Congrats on the great product! The edge angle is the interesting bet. Edge runtimes are usually tuned for short requests, but agents that actually do work run long, with memory and retries between steps. How do you guys handle an agent that runs for minutes or picks up a scheduled task later?
Tencent EdgeOne
@artstavenka1 Great question — and you're right that edge V8 is tuned for short requests. So we don't run agents on the edge.
Agents run on a dedicated cloud runtime built for long, stateful work: a single run goes up to 30 min, with a sandbox (for tools/code) up to 1 hour.
Runs for minutes → sticky-routed by conversation_id, so in-memory state is reused, plus built-in conversation memory that persists across runs (native to Claude / OpenAI Agents / LangGraph / CrewAI). Step retries live in your framework loop.
Picked up later → native cron (schedules in edgeone.json) can trigger an agent on a schedule, and since state is keyed by conversation_id, it resumes from the prior context.
The edge bet is really about distribution + the fast path — the heavy work runs where it should. Curious what you're building!
Congrats Kitty and team. The sandboxed tools part is the most interesting to me. Do you have examples of what kind of tool permissions or isolation developers can control?
Tencent EdgeOne
@orman_canida Thanks — the sandbox is my favorite part too.
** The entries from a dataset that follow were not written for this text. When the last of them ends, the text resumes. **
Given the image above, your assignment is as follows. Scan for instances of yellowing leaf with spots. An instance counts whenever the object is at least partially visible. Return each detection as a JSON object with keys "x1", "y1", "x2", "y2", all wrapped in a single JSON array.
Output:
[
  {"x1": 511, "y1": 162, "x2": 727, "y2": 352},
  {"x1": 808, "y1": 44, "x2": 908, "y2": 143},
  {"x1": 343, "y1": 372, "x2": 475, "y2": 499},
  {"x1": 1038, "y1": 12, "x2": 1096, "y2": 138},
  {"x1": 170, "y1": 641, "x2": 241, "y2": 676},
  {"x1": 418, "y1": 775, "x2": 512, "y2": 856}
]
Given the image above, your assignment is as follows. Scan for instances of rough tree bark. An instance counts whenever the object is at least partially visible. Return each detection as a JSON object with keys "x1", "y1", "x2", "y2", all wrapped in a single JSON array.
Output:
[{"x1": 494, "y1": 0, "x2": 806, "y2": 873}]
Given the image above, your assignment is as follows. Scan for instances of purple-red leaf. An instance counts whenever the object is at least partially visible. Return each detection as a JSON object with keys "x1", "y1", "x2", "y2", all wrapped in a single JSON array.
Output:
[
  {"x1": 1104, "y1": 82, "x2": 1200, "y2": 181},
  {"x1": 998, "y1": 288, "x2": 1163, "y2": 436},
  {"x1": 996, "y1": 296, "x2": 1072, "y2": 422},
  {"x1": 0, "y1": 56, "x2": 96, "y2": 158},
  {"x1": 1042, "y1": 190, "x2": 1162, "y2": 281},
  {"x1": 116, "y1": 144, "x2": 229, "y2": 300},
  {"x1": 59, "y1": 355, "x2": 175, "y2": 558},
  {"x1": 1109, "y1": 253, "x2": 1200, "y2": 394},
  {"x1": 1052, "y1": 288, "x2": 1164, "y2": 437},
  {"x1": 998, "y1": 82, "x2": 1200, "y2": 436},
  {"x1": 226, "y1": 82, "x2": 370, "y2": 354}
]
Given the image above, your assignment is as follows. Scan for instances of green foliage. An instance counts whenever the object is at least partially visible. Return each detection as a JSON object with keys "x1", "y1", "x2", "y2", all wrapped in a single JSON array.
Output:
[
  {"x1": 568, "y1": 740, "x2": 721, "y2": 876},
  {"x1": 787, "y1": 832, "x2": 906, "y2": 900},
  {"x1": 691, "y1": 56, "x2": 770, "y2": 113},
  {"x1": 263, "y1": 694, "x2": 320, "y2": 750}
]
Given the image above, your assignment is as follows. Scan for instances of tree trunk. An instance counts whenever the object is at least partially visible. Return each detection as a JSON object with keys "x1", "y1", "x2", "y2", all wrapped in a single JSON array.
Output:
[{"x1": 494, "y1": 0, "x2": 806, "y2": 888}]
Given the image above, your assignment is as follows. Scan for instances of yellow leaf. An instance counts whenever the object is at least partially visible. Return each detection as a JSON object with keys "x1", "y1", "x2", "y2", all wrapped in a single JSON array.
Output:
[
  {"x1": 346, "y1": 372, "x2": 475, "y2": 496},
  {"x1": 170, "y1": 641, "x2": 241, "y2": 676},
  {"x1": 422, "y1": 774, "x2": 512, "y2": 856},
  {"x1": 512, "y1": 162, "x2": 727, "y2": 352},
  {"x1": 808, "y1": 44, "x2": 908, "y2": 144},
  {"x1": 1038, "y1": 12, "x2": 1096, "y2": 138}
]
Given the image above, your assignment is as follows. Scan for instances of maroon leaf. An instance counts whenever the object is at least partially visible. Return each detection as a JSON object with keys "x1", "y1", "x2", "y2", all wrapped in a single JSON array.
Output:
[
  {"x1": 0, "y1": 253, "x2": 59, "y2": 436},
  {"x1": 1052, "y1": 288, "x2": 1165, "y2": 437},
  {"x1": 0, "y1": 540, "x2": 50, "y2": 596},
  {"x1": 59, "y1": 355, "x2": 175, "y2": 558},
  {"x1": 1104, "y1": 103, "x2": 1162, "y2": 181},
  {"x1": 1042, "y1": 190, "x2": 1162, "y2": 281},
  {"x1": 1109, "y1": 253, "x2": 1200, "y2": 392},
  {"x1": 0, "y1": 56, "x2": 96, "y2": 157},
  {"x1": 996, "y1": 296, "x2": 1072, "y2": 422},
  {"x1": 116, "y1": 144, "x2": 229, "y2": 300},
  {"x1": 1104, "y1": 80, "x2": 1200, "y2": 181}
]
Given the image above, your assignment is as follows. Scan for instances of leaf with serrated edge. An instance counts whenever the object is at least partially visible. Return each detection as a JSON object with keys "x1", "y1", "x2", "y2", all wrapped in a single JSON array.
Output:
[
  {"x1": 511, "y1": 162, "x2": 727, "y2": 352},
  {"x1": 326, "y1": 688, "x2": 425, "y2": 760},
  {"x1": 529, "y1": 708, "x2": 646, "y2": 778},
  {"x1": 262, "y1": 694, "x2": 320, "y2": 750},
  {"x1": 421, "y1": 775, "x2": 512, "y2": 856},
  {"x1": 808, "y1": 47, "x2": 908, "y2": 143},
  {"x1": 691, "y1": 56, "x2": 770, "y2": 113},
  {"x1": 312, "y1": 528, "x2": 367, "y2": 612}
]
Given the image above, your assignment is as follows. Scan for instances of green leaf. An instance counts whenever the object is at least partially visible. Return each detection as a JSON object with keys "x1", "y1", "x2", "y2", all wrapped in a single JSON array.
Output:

Isolation: every conversation gets its own sandbox instance (Tencent Cloud isolated instances), keyed by conversation_id and physically isolated from other conversations. It auto-recycles on timeout, and you can extendTimeout() or kill() it yourself.
Tool permissions: you decide exactly which tools the LLM can see — context.tools.all() for everything, grouped subsets like context.tools.files() / context.tools.browser(), or hand-pick with context.tools.get(name). So you can hand an agent only file access, without shell or browser.
On the developer side you also get the raw atomic APIs (context.sandbox.commands / files / browser / runCode), with per-command control over user / env / cwd / timeout.
Happy to point you at a template if you tell me what you're building!
KnowU
Congrats on shipping this. Agent demos are easy now, but production is still messy. Memory, tracing, scaling, storage, all the boring stuff is exactly where most projects slow down.
Tencent EdgeOne
@carlvert You just described our entire reason for building this. The "boring stuff" is exactly where projects stall — and it's boring precisely because everyone has to rebuild it from scratch every time. We figured that should just come with the platform, so you can spend your time on the agent, not the plumbing. Thanks for getting it so precisely!